Friday, October 09, 2009

Will work for Beer

A new study suggests that the cliché of a full-time college student working a low-wage job to pay her tuition and getting lower grades than she’d have if she wasn't working is more fiction than fact.

If the student works fewer than 20 hours a week, she may, in fact, have a higher grade point average than her jobless peers and be spending her paychecks on “beer money” or other non-tuition expenses.

These are findings outlined in “Parental Transfers, Student Achievement and the Labor Supply of College Students,” forthcoming in the Journal of Population Economics, by Charlene Kalenkoski, an associate professor of economics at Ohio University, and Sabrina Wulff Pabilonia, a research economist in the Bureau of Labor Statistics’ Division of Productivity Research and Program Development. The two economists wanted to learn how work affects students’ academic performance and what might motivate them to take on more hours of work.

http://www.insidehighered.com/news/2009/10/08/work

3 comments:

Anonymous said...

Kalenkoski has an interesting paper with Foster on the debate as to whether it is more appropriate to fit censored regression (Tobit) models using maximum likelihood estimation or linear models using Ordinary Least Squares (OLS) --- to explain individuals’ allocations of time to different activities as recorded in time-diary data.

One side argues that estimation of Tobit models addresses the significant censoring (i.e., large numbers of zeros) typically found in time-diary data. The opposing side argues that reported zeros represent measurement error rather than true non-participation in the activity, in which case OLS is preferred.

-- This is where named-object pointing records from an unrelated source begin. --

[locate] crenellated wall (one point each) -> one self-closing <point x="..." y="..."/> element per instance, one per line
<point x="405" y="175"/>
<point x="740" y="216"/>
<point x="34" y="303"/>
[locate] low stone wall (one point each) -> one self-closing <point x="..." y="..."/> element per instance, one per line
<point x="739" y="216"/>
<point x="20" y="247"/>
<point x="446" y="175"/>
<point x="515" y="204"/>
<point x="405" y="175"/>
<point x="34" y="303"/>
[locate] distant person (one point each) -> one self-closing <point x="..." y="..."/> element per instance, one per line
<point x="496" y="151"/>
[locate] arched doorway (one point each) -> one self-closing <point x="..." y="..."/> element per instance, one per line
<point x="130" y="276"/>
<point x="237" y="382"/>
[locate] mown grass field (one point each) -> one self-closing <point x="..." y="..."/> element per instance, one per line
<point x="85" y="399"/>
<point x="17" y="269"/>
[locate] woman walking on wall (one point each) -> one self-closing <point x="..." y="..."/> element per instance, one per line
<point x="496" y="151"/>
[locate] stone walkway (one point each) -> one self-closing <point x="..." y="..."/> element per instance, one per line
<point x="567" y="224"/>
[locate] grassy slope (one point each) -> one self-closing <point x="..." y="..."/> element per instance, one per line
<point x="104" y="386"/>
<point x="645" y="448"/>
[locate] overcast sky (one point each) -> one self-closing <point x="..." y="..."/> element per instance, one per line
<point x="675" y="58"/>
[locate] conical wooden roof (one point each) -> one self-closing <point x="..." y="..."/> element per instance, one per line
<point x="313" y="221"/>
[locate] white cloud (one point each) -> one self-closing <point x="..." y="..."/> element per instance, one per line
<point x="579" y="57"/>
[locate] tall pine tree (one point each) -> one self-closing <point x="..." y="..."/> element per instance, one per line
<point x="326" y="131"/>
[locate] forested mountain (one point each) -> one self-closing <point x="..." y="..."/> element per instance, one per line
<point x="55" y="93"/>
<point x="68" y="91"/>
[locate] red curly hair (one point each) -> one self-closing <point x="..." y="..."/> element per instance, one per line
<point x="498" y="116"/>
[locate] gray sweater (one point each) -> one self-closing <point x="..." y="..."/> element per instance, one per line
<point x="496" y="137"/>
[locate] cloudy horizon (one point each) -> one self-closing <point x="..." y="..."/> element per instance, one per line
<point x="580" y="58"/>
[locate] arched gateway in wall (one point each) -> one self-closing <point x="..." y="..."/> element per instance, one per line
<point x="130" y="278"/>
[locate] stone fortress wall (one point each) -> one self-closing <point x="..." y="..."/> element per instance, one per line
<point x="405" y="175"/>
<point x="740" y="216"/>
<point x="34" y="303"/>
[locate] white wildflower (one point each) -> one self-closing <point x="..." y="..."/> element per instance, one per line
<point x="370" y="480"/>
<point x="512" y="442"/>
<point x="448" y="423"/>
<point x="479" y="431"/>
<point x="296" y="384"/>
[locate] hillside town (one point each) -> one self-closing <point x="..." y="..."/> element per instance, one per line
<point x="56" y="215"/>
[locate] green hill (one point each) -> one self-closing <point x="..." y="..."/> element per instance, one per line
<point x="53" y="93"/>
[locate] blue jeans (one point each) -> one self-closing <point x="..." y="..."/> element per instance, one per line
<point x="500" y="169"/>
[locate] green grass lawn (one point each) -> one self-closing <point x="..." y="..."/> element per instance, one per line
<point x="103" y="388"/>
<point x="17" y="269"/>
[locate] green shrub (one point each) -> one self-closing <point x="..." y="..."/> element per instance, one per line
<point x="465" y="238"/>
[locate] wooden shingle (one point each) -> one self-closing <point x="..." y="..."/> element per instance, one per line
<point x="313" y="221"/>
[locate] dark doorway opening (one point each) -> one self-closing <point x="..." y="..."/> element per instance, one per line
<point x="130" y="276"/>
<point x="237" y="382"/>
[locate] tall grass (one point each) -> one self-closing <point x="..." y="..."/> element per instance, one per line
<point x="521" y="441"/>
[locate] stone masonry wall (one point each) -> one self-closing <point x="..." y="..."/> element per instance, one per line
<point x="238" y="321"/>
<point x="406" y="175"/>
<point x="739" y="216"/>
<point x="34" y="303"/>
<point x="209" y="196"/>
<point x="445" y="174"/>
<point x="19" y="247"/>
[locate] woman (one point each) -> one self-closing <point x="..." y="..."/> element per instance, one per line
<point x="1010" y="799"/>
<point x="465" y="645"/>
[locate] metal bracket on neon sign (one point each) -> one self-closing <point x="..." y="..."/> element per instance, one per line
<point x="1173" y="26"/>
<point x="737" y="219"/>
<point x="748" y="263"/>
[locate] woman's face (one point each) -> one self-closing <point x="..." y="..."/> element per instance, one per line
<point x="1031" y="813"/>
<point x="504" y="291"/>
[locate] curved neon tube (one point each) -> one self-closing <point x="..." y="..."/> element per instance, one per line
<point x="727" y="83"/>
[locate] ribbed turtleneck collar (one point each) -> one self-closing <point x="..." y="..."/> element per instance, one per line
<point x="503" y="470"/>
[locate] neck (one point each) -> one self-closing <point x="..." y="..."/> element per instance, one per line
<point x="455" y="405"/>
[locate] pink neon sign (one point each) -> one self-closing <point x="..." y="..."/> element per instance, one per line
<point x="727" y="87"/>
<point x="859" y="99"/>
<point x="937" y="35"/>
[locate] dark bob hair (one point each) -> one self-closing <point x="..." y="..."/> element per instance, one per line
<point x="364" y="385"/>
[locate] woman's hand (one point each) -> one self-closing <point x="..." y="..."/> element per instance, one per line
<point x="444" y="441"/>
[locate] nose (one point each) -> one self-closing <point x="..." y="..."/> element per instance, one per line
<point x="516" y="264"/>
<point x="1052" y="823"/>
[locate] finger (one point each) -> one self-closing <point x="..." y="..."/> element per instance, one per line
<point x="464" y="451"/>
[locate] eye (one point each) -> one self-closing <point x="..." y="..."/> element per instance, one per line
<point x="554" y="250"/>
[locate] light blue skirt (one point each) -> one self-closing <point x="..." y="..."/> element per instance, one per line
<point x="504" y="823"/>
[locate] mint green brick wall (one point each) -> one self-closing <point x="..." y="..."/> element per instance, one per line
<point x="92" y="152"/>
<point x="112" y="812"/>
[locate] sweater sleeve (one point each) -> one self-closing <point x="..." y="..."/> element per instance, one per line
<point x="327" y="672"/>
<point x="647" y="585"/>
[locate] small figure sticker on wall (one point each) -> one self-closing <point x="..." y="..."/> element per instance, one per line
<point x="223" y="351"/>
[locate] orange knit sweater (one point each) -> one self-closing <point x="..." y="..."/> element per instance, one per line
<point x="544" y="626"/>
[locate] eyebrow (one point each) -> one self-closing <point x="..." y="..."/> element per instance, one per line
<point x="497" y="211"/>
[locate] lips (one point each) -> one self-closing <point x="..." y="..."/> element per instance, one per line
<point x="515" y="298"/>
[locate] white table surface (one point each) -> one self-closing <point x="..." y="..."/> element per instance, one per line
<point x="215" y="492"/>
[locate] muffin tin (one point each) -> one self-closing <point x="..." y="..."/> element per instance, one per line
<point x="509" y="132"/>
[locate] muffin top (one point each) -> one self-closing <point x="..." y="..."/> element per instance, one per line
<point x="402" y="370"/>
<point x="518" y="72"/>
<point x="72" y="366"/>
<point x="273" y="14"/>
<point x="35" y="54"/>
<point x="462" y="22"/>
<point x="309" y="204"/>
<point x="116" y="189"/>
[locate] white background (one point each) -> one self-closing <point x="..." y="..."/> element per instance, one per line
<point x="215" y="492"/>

http://oak.cats.ohiou.edu/
~kalenkos/Foster_eIJTUR.pdf

Kevin Denny said...

The Mostly Harmless econometrics book also has a discussion. They don't Tobit or Probit, anything thats not linear as far as I can see.
But when it comes to time allocation aren't there genuine zero's?
I really didn't fly a plane this week, engage in regicide etc. And lots of people didn't work either..

Anonymous said...

Kevin,

I agree that there are some genuine zeroes in time allocation. Furthermore, a good deal of these should be reported correctly when one asks a survey respondent about their "average" week.